20. The user device of claim 18, wherein the user device confirms that the computing environment is a compartment.

21. The user device of claim 18, wherein the user device communicates with a trusted device of the computing platform to receive an integrity metric of the computing environment.

22. The user device of claim 18, wherein the user device periodically repeats verification of the computing environment.

23. The user device of claim 18, wherein the user device periodically verifies that the user process has not altered since being supplied to the computing environment.

24. A computing platform for renting a computing environment, comprising:

a trusted device for verifying integrity of the computing platform and for verifying integrity of the computing environment; and

a computing unit for confirming suitability of the computing environment and for receiving a user process from a user device for execution in the computing environment.

25. The computing platform of claim 24, wherein the trusted device forms an integrity metric of the computing platform and an integrity metric of the computing environment.

26. The computing platform of claim 24, wherein the computing environment is a compartment.

27. The computing platform of claim 26, wherein the computing environment is an application level compartment.

28. The computing environment of claim 26, wherein the computing environment is an operating system compartment.

29. The computing platform of claim 26, wherein the computing environment has exclusive access to the compartment.

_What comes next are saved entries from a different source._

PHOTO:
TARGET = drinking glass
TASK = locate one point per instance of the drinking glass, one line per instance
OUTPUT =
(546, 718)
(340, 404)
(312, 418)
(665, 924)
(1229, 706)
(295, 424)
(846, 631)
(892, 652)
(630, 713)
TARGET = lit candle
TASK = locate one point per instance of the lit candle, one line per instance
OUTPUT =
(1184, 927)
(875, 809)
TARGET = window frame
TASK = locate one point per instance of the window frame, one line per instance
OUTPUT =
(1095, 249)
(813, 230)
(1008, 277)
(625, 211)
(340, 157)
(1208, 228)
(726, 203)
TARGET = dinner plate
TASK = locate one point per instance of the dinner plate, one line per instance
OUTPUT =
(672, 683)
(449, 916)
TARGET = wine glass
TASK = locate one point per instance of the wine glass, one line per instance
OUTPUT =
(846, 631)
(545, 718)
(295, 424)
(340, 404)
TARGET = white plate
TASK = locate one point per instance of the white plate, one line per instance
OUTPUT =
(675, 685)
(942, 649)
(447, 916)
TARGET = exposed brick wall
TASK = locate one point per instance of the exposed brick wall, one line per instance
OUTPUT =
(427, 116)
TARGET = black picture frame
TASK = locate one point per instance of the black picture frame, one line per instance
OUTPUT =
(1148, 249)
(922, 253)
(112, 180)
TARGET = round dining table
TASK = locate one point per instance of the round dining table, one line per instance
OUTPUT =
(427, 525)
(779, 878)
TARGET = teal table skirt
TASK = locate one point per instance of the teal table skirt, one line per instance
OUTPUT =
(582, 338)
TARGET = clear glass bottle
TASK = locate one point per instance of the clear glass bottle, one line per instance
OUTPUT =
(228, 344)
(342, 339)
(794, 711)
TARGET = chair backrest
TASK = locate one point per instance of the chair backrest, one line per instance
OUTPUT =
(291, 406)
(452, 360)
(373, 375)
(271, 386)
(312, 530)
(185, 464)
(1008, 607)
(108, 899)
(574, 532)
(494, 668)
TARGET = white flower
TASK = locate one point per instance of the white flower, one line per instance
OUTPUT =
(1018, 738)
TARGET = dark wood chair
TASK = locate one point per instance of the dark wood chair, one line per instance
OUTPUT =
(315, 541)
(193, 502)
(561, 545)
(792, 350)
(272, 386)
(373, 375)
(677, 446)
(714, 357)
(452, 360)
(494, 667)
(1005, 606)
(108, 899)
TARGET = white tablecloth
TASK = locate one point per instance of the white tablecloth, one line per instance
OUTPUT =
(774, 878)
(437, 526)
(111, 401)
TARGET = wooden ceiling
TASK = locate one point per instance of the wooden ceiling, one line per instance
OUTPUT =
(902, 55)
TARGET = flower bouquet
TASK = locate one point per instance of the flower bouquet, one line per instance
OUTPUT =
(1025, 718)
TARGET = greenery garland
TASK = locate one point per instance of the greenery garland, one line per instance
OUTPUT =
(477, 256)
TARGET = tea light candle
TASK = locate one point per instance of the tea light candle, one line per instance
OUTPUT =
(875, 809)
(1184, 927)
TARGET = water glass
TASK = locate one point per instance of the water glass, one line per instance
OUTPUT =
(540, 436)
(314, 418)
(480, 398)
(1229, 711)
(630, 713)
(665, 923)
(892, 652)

30. A computer system comprising:

a user device for renting a computing environment on a computing platform, the user device having a store for storing a user process, and a processing unit for verifying integrity of the computing platform, confirming that a suitable computing environment is available for rent from the computing platform, verifying integrity of the computing environment, and for supplying a user process from the store for execution in the computing environment; and

a computing platform for renting a computing environment, the computing platform having a trusted device for verifying integrity of the computing platform and for verifying integrity of the computing environment, and a computing unit for confirming suitability of the computing environment and for receiving a user process from a user device for execution in the computing environment.